Nearshore Americas

When Managing Remotely, Relationship Is The Key

Decisions to outsource critical functions are never easy and there is a lot of internal inertia to overcome, but it is often hard to ignore the numbers. Outsourced relationships will always require a substantial remote management component. Successful remote management is not possible if the relationship isn’t sound. It is the difference between a glossy presentation and the real world.

As difficult as it is to decide on an outsourcing partner, understanding how the relationship works needs to be an integral part of the process. A process that began with identifying potential partners, issuing an RFI, conducting site visits, choosing a partner and finally signing a contract ends with making the relationship work. Not to minimize the efforts that led you to this point but if you haven’t chosen a company that you want to have a true relationship with, the business is doomed. Even if the numbers work, the potential reputational, regulatory and customer fallout will have significant downside. Fixing a flawed relationship after the fact is not an acceptable option.

At its highest level the relationship will be monitored by the contract through an explicit set of understandings, requirements, and performance criteria/key indicators. But the moment you are tempted to use the contract to resolve a dispute with your supplier, the battle may have been won, but you have definitely lost the war.

Successful relationships are driven by trust and mutual respect, not by wielding the contract like a club. The contract is not a cure-all it is just a means of forcing resolution. Often relationships get off to strong starts but are diminished by missed opportunities, inflexibility and a failed management process.

The golden rule of remote management is that once you have a process in place it needs to be driven by consistency and mutual understanding.

1) Day to Day Management: There should be a dedicated team charged with vendor management on a daily basis. This team needs to understand that whatever their responsibilities were before outsourcing, they will now need to wear two hats and focus on the development of the relationship. The team should be comprised of subject matter experts from a variety of disciplines. They will own the key indicators, curriculum management and development, train the trainers and identify risk and customer issues. The team is the nerve center of the relationship.

Too often vendors and their employees are on the outside looking in as it relates to understanding the businesses they support.

Vendors should also provide dedicated day-to-day contacts. Any sizeable application warrants the attention. Dedicated support is not negotiable.

2) Valuing Expertise: Although outsourcing is driven primarily by cost, quality and service may have already been compromised by decisions made internally to improve margins. There is little room post-conversion for a learning curve.

Each side brings their expertise to the project. Assuming the right vendor has been chosen, it is critical they are staying current and committed to leading edge technology with cost and service remaining as close to their business model as possible. From a contact center perspective this will often crop up in issues surrounding the length of new agent training or number of calls monitored (one is too few and a thousand is not enough). There is a natural desire for the business being outsourced to want to keep control even as the operational components transition to the vendor. Forcing this can lead to ongoing tensions, impact the financial model and may eventually lead to calls for renegotiation or termination of the contract.

Trusting a vendor’s model and letting go is all about understanding what you can, or more importantly, should, dictate.

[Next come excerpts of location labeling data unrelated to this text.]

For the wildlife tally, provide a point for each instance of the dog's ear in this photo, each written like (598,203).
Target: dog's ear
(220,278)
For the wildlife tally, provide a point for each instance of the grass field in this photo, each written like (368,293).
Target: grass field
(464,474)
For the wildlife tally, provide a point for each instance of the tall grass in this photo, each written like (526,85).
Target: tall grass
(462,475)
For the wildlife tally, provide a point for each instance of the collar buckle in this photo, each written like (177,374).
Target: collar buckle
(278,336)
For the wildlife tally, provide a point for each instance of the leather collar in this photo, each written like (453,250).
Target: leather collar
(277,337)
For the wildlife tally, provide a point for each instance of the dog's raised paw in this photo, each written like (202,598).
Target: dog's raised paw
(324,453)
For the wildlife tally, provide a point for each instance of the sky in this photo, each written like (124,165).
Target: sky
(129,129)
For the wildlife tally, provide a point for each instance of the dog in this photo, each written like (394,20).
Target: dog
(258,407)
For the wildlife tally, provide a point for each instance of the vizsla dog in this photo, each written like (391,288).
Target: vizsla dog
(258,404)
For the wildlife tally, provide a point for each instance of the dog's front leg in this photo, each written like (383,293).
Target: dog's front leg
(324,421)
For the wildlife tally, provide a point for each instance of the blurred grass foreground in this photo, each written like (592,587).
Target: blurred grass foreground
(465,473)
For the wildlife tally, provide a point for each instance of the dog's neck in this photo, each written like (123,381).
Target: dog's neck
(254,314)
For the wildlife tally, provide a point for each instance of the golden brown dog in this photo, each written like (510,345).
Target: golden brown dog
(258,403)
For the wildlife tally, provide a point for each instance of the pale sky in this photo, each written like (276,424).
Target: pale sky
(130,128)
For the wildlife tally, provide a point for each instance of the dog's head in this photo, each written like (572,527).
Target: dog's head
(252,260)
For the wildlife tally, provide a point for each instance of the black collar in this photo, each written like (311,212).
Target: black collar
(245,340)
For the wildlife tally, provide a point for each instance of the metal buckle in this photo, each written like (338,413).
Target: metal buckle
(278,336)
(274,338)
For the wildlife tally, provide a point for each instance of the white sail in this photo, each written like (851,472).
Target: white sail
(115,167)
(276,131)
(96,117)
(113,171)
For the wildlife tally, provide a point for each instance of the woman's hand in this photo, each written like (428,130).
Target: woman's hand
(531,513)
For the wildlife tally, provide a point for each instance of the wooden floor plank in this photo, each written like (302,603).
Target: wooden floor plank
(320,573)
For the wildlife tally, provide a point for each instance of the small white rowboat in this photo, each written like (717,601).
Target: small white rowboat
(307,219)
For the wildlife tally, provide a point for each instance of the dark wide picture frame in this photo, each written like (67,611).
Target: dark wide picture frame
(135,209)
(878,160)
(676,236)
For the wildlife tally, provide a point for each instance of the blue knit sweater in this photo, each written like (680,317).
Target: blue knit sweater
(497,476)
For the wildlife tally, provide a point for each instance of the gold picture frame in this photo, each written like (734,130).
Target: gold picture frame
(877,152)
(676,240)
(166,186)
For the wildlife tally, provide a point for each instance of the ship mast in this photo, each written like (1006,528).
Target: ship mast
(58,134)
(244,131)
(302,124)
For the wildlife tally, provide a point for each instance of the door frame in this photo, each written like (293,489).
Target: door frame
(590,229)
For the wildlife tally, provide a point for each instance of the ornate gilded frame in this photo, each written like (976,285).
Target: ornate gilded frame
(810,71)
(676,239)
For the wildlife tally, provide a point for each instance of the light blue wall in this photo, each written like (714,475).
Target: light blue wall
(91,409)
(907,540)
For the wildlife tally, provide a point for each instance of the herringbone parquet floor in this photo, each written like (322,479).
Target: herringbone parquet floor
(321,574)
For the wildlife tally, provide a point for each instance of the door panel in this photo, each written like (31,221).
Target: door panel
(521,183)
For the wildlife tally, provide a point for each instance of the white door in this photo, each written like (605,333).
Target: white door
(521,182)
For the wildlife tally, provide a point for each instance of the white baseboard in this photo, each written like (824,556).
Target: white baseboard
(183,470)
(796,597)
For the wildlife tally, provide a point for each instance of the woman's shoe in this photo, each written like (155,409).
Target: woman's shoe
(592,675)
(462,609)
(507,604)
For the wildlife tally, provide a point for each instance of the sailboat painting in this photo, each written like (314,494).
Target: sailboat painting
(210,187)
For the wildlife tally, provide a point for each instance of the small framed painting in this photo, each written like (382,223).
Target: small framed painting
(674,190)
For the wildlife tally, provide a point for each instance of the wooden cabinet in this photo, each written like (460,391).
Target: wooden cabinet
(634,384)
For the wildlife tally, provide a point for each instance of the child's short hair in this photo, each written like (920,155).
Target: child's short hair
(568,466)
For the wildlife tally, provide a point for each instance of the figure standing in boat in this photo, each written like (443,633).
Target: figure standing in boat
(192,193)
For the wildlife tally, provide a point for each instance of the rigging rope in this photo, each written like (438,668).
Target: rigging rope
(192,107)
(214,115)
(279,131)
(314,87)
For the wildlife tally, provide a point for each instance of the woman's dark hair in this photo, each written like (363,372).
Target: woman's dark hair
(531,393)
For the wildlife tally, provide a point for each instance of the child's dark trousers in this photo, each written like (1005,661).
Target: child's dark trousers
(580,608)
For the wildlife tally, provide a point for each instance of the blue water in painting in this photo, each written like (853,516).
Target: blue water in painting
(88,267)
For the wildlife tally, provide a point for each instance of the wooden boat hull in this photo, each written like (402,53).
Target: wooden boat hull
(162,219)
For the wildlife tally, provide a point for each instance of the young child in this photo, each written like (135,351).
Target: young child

It is critical that the dedicated team be able to translate those issues.

3) Multiple Vendors: In a contact center environment (usually driven by the size of the application) it helps to have multiple vendors. This is not done to manage operational risk or to create adversarial relationships but to improve service and quality through competitive benchmarking

Although there are benefits to site dedication especially when dealing with high touch/high value calls, all calls should be able to be handled regardless of location. The outsourcer drives consistency through a tight vendor management program. Each site had the same curriculum, training and key indictors. The process should also be portable.

A schedule of quarterly meetings with all vendors represented should be formalized. These meetings not only provide a great opportunity to review high level performance trends but also open the door for a review of best practices. As long as there aren’t any proprietary or intellectual property issues, ideas need to be shared across all vendors. Ultimately this process will reward those partners with the best performance.

Sign up for our Nearshore Americas newsletter:

4) Vendor Engagement: Too often vendors and their employees are on the outside looking in as it relates to understanding the businesses they support. In general, vendor engagement falls under the topic of brand management. Brand management in its self is a much larger and important topic. At the very least, business goals, strategies, results, and milestones should be shared broadly. The more people feel part of and understand the role they play, their commitment to quality and service will be stronger.

Engagement includes a strong presence at the remote site, incentive programs (besides those sponsored locally) and some straight talk as issues arise. The vendor is an integral extension of the business and the relationship has to be cultivated.

5) Transparency: Outsourcing is often accompanied by a wall of silence in which the outsourcer hopes nothing will happen that will cause the business to have to acknowledge their strategy. However, if the support team is in place and the model is working, the relationship should be highlighted. Clients should know that it is a strategy not based solely on expense and headcount reductions, but includes an ongoing commitment to outstanding service and quality.